To a degree, I can understand why he wouldn’t want to speak with me and avoid an attempt at an interview if he doesn’t want to give one. However, intentionally disregarding my existence while shaking every single other person’s hand on either side of me is just in poor taste. I didn’t wear anything suggesting propaganda for either the left or right wings, I wasn’t dressed unprofessionally, and more than that I am a person.
I am more than whatever badge I wear around my neck, and it’s telling his obvious distaste of the press (except for maybe Fox News). I had no cameras near me, I had my hand out like everyone else clearly to just receive a handshake, so he really has no excuse to think I was going to hold him right at the velvet line until he answered all my questions. He just obviously thinks poorly of anyone he doesn’t know for an absolute fact is from Fox. Even if that “anyone” includes a local voter attending the school he’s supposed to be praising. What a jerk!
What especially disgusted me about his personal behavior is the fact that I literally work for the press that is a part of the school he’s supposed to be congratulating on the new Weber building. I am a part of this wonderful campus, who accepted him as a host for his event. In my opinion, Rodney Davis being rude to me is also being rude to the Bridge, him being rude to the Bridge is him being rude to L&C. That I have a huge problem with, no matter what I’m wearing. He didn’t have to give me a single word for any sort of interview, that’s his choice but he should have been polite and shook my hand. That’s the first lesson in how to get votes 101! I could’ve written in this opinion piece about him being a perhaps kinder man than originally thought, or maybe he’s more open minded than he’s given credit for, and instead he’s proved everyone against him right. He bit (or rather avoided) a hand that could’ve used their platform to support him.

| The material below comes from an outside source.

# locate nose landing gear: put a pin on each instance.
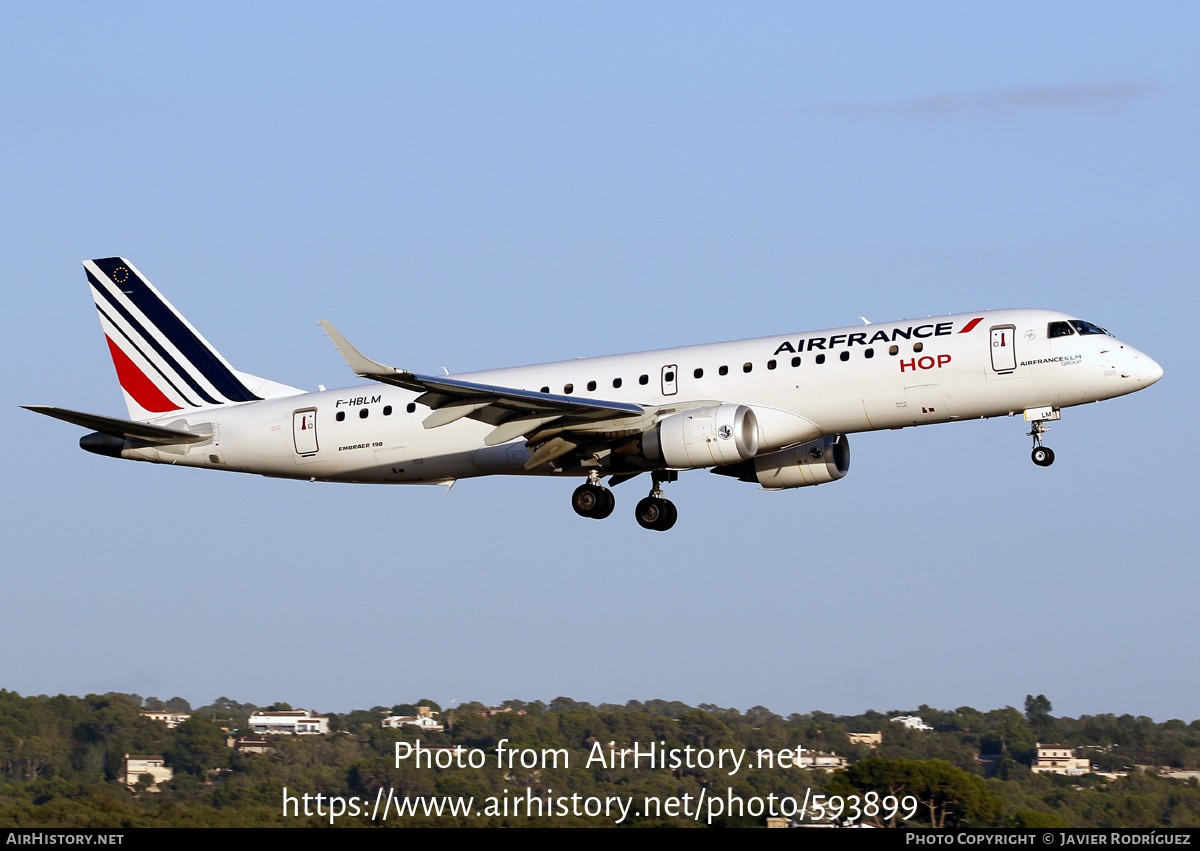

I suppose it makes sense why he wouldn’t care though, since he doesn’t care enough about the people he’s supposed to be representing. He refused to hold town halls where people can voice their concerns they’d like brought up in congress, even when repeatedly begged by the people of Illinois, makes excuses to dodge answering anyone’s questions about his policies, kisses the butt of the president even if it’s entirely against what the people of Illinois want/need, and apparently also acts like a petty child against anyone he doesn’t know for a fact thinks exactly the same way he does.
I am still shocked that I was treated in a friendlier manner by the secret service than by a politician who’s supposed to be working his butt off to get as many votes as possible. So, since he’s made himself clear that he doesn’t care about common people, or even about doing the basics of getting votes from the common people, I recommend you vote for Betsy Dirksen Londrigan this November instead.
Not only does Betsy hold town halls to hear from the people she’d be representing their concerns and needs for their community, she’s spent many years of her life volunteering for different causes and is a founding member of Women Rising. I’ve also heard she’s actually a respectful person.